O Brasil e sua área de influência estabeleceram uma área de exclusão de disputa no Cone Sul. A região se tornou porto seguro para capital e mentes. Os fluxos de capital rapidamente debandavam das principais frentes de guerra, ao mesmo tempo Brasil, Argentina e Uruguai recepcionavam parcelas da elite mundial, fugida de suas próprias contendas e como ratos destemidos que escapam ao naufrágio, essa escória aportava nas terras brasílis.

Na medida em que a crise capitalista evoluía para uma crise de existência da própria humanidade, embaixadores brasileiros tentavam construir pontes de conversação e dirigir o alto comissariado de uma ONU despedaçada. Os anos que se seguiram aos trágicos eventos da década de 30 foram espantosos. A humanidade ferida elevou seu ego às alturas e como cegos desesperados buscavam alguma luz. Durante quinze anos dos escombros das até então principais cidades do planeta exalavam podridão. A desorganização dos Estados de diversos países e a radiação nuclear dificultava a reconstrução e a recuperação foi muito mais lenta que um século antes. A humanidade tinha sido reduzida em um terço, retornávamos ao mesmo quantitativo humano da década de 10, de qualquer forma restavam 9 bilhões de humanos para dar continuidade a sua sina histórica, fosse o imaginário de Douglas Adams, fosse o imaginário de Adoux Haley.

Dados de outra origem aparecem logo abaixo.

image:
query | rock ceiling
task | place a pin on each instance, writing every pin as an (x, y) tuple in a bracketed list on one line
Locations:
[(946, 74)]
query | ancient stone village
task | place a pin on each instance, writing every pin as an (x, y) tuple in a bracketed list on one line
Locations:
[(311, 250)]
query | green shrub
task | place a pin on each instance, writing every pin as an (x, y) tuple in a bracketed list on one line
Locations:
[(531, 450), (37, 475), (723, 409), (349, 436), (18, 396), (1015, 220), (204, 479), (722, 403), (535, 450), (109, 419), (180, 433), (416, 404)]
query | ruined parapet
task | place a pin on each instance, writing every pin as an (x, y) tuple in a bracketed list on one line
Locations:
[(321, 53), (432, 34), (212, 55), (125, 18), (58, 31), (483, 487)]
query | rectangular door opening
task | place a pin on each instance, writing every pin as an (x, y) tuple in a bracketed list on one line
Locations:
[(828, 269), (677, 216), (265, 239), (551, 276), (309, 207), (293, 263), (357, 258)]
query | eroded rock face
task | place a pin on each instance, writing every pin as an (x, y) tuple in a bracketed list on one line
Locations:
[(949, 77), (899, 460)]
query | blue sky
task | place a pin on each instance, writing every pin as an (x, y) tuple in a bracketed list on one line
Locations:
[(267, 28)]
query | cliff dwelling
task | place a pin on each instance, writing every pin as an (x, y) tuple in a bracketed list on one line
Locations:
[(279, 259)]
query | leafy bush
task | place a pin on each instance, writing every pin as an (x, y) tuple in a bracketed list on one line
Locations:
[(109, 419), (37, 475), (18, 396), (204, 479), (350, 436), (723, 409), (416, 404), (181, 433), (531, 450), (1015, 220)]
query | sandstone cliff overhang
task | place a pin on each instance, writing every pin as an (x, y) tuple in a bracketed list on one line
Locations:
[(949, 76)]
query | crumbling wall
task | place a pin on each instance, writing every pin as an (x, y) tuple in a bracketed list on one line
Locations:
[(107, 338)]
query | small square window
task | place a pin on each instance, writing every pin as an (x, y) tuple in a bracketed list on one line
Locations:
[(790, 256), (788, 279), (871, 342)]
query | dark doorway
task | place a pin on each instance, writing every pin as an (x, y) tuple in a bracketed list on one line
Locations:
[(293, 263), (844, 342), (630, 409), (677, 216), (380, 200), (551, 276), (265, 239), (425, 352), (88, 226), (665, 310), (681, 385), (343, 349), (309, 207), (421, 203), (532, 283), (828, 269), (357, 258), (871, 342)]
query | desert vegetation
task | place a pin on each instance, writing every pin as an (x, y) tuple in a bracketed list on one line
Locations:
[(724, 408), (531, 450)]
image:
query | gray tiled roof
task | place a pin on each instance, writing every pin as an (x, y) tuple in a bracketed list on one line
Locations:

O Brasil tinha saído extremamente fortalecido do conflito, tal como cem anos antes a guerra paria uma nova potência imperial capitalista. Durante quinze anos do pós-guerra e cataclismos o Brasil se tornara a fábrica do Mundo, ao mesmo tempo a flexibilidade cultural brasileira possibilitou os primeiros debates internacionais sobre a construção de um novo padrão de desenvolvimento econômico. Mesmo com a resistência dos Comodoros do capitalismo, cresciam as experiências de comutalismo em diversos países.

Foi nesse quadro mundial confuso que as disputas federativas se intensificaram, transformada, aos poucos, em beligerância entre regiões. O que tornava o quadro diferenciado é que em tão pouco tempo o Brasil ia do céu ao inferno, não que fosse inusitado na história desse país o conflito aberto e as divergências provinciais, principalmente em função das marcantes desigualdades e imposição de interesses do Brasil branco sulista, porém o rápido declínio de uma nova potência imperial parece que demarcava os estertores do próprio capitalismo.

Era um setembro chuvoso na maior parte do Mundo, a decisão no Brasil atraia a atenção do universo humano, e o esfacelamento da mais rápida experiência imperial capitalista parece que marcava em definitivo a primavera da humanidade.